Вторая записка была от Пестеля. В ней стояло:

«За откровенные показания нам обещают жизнь. Романов хитер. Но мы должны перехитрить его. Любыми мерами, любым путем нам надо остаться жить, чтобы продолжать борьбу во имя счастья отчизны. Истребить нас — значит надолго залить возженный нами пламень свободы. Кто подымет ее пылающий факел в ночи самодержавного бесправия и гнета? Передайте это нашим, кому только сможете…»

Ломоть плохо выпеченного ржаного хлеба прилип к оловянной тарелке. Из его податливого, как глина, мякиша Рылеев скатал несколько шариков, потом вытянул один из них в валик, из другого вылепил лошадиную голову с торчащими ушками, приладил из третьего хвост и четыре ноги и засмотрелся на свое творение.

«Вот бы эдакого скакуна Настеньке, то-то порадовалась бы…» И до боли в сердце почувствовал острое желание поглядеть на дочь, потрогать ее тугие косицы, потрепать по упруго-розовой щеке.

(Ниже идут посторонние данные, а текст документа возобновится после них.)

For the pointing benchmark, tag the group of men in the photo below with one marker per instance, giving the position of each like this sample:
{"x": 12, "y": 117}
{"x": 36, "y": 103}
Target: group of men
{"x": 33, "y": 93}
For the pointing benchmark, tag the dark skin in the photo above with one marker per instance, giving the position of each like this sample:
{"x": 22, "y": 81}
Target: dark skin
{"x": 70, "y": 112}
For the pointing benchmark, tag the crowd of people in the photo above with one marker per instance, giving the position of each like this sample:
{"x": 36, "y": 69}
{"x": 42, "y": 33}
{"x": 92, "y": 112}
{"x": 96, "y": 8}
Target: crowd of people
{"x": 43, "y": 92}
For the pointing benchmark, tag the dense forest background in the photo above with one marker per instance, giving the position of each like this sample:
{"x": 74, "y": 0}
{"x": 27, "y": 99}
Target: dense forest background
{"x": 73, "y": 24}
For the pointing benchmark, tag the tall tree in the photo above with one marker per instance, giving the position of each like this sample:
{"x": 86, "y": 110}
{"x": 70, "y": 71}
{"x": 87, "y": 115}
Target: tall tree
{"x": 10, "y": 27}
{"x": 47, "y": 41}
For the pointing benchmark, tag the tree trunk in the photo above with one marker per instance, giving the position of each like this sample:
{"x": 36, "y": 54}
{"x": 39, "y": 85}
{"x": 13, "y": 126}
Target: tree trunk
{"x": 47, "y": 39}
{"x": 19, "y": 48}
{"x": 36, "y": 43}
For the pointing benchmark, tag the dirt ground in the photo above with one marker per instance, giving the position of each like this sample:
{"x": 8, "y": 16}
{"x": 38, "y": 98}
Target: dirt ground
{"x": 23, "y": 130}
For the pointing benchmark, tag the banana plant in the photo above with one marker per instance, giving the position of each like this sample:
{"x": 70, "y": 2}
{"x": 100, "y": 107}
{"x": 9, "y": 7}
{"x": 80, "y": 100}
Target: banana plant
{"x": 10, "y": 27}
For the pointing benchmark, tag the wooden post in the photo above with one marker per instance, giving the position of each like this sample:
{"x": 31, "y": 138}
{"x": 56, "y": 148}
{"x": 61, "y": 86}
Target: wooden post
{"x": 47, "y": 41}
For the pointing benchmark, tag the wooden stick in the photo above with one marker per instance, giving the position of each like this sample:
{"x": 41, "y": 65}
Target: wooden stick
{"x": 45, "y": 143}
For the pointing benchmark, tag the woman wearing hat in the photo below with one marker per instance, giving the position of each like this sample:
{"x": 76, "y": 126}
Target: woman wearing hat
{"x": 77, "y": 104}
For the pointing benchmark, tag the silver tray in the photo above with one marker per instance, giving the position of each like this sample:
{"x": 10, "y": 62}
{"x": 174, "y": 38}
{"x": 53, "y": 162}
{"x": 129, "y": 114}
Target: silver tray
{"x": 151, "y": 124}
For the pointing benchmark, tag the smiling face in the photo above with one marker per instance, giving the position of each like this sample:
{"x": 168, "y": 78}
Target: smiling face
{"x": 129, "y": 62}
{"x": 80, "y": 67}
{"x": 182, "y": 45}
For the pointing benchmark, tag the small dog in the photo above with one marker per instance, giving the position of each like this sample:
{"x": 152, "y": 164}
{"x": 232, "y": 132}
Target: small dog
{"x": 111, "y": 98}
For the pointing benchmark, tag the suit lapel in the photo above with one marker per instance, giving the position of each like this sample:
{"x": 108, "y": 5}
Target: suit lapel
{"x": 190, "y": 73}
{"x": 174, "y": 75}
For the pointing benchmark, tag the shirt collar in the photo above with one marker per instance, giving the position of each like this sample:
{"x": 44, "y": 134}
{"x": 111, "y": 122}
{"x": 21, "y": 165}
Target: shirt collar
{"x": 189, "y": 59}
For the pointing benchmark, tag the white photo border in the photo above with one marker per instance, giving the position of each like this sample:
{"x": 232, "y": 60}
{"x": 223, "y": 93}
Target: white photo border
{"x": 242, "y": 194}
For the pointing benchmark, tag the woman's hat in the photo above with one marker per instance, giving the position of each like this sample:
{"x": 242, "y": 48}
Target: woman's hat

Он стиснул зубы, вскочил с койки и заметался по каменной клетке, сумрачной, безмолвной и холодной… Метался долго. До головокружения. Тогда снова присел на край койки и тяжело перевел дыхание. Бессильно свесившаяся рука обо что-то больно укололась. Рылеев нагнулся и в сером полумраке камеры рассмотрел обрывок проволоки, обмотанный вокруг ножки железной койки. Он стал крутить его из стороны в сторону, пока не отломал кусочек. Это занятие изменило ход его мыслей. Он стал шептать какие-то слова, фразы, рифмы… Потом схватил оловянную тарелку и кончиком проволоки стал выцарапывать буквы на ее тусклом дне.